Wheels India Ltd (WIL) has planned a capex of ₹122 crore for the current fiscal as TVS Group’s auto parts company has been, for the first time in the past six years, faced with capacity constraints to meet the surge in demand in both auto and non-auto segments.

The proposed capex will be spent on enhancing capacity across segments.

The company expects the overall capacity to go up by 20 per cent from 10 million wheels a year, though the increase will vary from segment to segment.

“We are struggling to meet the demand at the moment. From having a very low capacity utilisation level, suddenly we have moved to hitting full capacity and the present challenge is to meet the demand surge by ramping up capacity,” Srivats Ram, Managing Director, said here.

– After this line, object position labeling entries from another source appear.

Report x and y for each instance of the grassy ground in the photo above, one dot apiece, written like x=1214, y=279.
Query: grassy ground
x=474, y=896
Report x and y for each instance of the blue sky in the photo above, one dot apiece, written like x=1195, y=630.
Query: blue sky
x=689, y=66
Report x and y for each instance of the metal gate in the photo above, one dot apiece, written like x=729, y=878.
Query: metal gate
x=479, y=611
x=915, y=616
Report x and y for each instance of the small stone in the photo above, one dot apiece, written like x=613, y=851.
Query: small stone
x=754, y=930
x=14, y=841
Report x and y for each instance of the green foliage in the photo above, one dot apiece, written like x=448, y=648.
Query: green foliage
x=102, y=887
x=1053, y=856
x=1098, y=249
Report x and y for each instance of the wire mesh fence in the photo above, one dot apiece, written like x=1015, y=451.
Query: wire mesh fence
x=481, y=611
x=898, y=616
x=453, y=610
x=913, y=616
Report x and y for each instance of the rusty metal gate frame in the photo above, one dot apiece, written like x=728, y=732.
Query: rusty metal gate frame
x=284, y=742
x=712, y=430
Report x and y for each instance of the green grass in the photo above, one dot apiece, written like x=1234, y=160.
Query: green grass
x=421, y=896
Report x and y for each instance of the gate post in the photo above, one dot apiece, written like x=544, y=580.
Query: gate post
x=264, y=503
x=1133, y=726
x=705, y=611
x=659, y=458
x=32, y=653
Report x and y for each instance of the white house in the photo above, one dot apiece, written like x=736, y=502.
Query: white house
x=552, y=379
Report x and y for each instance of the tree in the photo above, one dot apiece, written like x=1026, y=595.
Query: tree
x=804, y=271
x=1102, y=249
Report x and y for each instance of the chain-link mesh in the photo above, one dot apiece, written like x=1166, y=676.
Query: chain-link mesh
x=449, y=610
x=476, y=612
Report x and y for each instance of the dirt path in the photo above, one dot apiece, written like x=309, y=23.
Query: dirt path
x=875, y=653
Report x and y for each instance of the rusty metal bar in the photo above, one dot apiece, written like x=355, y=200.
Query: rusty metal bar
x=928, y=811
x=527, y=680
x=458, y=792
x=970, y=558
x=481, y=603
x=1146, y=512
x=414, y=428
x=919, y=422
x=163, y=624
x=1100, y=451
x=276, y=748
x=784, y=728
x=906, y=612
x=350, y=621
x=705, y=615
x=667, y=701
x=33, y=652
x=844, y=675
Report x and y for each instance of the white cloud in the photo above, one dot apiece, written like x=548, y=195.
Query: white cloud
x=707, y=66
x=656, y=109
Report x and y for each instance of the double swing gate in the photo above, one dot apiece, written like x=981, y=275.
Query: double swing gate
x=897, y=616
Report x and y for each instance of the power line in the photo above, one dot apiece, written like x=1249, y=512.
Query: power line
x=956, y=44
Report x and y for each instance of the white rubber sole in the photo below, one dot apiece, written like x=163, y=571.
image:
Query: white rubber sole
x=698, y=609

The company sees robust demand both in domestic and export businesses. “The domestic demand is driven by replacement demand in the commercial vehicle market, government infrastructural initiatives and pro-agriculture policies,” he said.

On the export side, WIL expects stronger growth this fiscal due to revival of demand in segments such as construction equipment in several markets. However, raising commodity and fuel prices are likely to put pressure on costs.

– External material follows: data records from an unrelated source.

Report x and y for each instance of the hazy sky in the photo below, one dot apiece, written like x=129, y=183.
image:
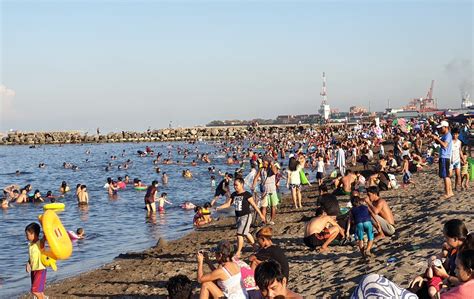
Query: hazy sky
x=130, y=65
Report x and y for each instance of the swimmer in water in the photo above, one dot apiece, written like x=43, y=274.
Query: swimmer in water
x=82, y=195
x=4, y=203
x=64, y=187
x=161, y=202
x=78, y=235
x=164, y=178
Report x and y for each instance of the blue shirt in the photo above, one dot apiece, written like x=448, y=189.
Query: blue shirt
x=360, y=214
x=446, y=152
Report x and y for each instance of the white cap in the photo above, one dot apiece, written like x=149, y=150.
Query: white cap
x=443, y=124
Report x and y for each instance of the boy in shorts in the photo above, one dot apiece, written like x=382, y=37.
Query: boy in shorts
x=321, y=231
x=34, y=265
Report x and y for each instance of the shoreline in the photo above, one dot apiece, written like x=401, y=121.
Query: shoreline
x=419, y=216
x=159, y=135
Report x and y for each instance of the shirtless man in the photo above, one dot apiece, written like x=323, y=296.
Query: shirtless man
x=321, y=231
x=23, y=197
x=383, y=214
x=82, y=195
x=344, y=185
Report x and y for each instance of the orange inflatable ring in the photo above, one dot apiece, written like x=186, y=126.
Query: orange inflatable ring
x=60, y=245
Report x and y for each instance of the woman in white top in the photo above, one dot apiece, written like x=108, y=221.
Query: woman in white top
x=228, y=275
x=294, y=180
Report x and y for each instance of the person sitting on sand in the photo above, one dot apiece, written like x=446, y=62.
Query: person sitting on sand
x=269, y=251
x=227, y=274
x=458, y=239
x=381, y=210
x=435, y=282
x=344, y=185
x=272, y=282
x=362, y=217
x=321, y=231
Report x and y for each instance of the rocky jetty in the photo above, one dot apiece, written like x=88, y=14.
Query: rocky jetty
x=161, y=135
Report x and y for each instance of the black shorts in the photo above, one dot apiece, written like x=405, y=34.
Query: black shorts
x=312, y=241
x=444, y=165
x=219, y=192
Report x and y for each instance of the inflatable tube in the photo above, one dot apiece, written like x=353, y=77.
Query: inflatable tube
x=58, y=239
x=54, y=206
x=304, y=180
x=72, y=235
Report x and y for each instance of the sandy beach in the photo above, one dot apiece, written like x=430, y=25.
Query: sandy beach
x=419, y=218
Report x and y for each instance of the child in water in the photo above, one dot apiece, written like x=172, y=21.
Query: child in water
x=34, y=266
x=161, y=202
x=199, y=219
x=78, y=235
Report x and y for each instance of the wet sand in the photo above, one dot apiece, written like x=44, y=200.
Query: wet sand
x=419, y=216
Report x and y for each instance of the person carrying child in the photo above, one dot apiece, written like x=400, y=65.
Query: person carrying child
x=362, y=217
x=34, y=266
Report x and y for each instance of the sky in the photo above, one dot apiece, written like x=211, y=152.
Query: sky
x=131, y=65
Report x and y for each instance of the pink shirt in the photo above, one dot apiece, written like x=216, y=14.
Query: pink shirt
x=464, y=291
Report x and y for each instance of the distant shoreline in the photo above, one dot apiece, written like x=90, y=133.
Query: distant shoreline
x=160, y=135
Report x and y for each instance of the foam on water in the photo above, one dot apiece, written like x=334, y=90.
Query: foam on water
x=112, y=226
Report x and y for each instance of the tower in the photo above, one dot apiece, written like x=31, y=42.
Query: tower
x=324, y=109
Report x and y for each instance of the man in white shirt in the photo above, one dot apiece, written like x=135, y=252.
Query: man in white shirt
x=456, y=157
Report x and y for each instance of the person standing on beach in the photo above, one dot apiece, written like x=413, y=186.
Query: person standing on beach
x=223, y=188
x=340, y=159
x=242, y=201
x=456, y=156
x=269, y=195
x=383, y=215
x=446, y=143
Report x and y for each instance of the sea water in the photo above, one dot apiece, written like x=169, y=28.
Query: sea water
x=112, y=226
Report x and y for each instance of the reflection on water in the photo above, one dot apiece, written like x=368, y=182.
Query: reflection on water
x=113, y=224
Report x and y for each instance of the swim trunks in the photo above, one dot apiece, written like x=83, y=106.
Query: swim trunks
x=243, y=224
x=316, y=240
x=272, y=199
x=444, y=165
x=295, y=186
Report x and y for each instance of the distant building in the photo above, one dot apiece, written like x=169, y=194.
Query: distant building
x=357, y=110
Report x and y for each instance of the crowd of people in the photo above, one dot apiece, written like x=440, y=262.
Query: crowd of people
x=355, y=164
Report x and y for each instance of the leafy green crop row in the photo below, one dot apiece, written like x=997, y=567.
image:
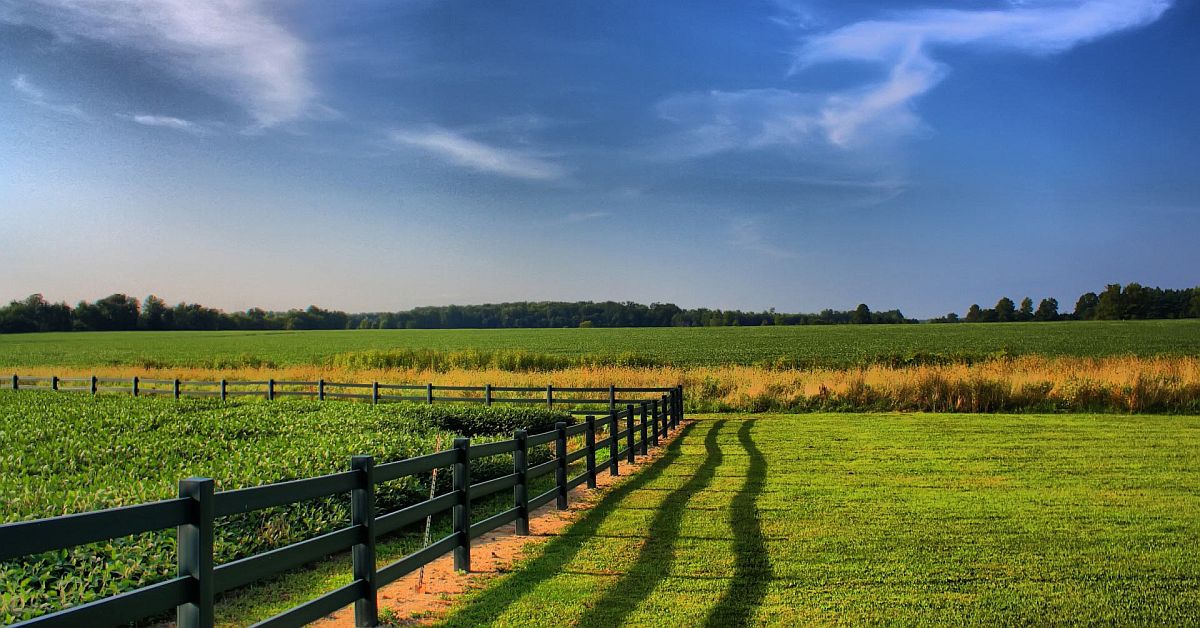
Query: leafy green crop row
x=63, y=454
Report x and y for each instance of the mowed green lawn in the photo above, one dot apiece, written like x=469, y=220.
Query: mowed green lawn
x=885, y=518
x=816, y=345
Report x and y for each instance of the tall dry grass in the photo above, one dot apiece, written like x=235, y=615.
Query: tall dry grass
x=1168, y=384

For 2017-18, the company reported a 23 per cent increase in its net profit ₹71.8 crore (₹58.4 crore 2016-17). The slump sale of its passenger car business also contributed to the growth in net profit in 2017-18.

Revenues (net of excise duty) grew by 14 per cent at ₹2469.5 crore (₹2176.1 crore), driven largely by a demand increase in the CVs and passenger car segments and a recovery in the overseas markets for its business segments in the second-half of the year.

Its net profit for the quarter ended March 31, 2018, grew 13 per cent at ₹19.5 crore (₹17.3 crore). Revenues went up 27 per cent at ₹705 crore (₹557.7 crore).

The board has recommended a final dividend of ₹9 per share. This along with the interim dividend of ₹6 per share, the total dividend for the year is ₹15 per share.